A "tale of the tribe" (Ezra Pound's phrase for his own longer work), "Park Songs" is set during a single day in a down-and-out Midwestern city park where people from all walks of life gather. In this small green space amidst a great gray city, the park provides a refuge for its caretaker (and resident poet), street preachers, retirees, moms, hustlers, and teenagers. Interspersed with blues songs, the community speaks through poetic monologues and conversations, while the homeless provide the introductory chorus--and all of their voices become one great epic tale of comedy and tragedy.
Full of unexpected humor, hard-won wisdom, righteous (but sometimes misplaced) anger, and sly tenderness, their stories show us how people learn to live with mistakes and make connections in an antisocial world. As the poem/play engages us in their pain and joy--and the goofy delight of being human--it makes a quietly soulful statement about acceptance and community in our lives.

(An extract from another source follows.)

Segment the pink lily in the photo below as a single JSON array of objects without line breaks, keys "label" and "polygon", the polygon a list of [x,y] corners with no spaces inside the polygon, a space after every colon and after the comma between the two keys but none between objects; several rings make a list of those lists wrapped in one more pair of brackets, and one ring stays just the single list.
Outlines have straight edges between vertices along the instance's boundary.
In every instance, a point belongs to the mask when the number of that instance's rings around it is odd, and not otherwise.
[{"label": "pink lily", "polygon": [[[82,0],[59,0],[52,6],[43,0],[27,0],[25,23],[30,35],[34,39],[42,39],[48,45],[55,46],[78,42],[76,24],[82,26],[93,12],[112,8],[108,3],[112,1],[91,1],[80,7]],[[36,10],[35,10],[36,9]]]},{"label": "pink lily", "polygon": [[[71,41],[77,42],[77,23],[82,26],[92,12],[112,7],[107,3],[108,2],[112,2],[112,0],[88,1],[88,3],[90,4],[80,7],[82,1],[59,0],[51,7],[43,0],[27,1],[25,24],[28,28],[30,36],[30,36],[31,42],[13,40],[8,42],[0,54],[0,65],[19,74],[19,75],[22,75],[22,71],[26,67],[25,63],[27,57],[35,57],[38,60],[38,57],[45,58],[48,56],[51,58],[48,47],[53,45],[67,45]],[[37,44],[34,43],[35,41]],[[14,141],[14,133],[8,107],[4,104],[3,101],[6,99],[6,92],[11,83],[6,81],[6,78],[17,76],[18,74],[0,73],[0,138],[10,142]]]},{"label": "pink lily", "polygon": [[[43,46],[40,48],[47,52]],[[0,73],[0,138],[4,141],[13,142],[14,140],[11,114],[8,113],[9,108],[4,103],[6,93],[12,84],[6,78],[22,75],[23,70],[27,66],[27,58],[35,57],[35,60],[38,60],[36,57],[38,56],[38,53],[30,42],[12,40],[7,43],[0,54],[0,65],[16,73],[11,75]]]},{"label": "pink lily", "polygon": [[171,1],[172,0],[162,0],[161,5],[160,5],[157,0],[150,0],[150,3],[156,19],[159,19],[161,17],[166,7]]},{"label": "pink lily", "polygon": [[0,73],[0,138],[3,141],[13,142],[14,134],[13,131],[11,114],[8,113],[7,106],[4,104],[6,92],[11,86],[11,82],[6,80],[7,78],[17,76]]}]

David Budbill has worked as a carpenter's apprentice, short order cook, day laborer, and occasional commentator on NPR's "All Thing Considered." His poems can often be heard on Garrison Keillor's "Writer's Almanac" and his books include the best-selling "Happy Life" (Copper Canyon Press) and "Judevine," a collection of narrative poems that forms the basis for the play "Judevine," which has been performed in twenty-two states. Born in Cleveland, Ohio, Budbill now lives in the mountains of northern Vermont.
R. C. Irwin, whose absurdist and nostalgic work provides the set design for "Park Songs," teaches at San Francisco City College.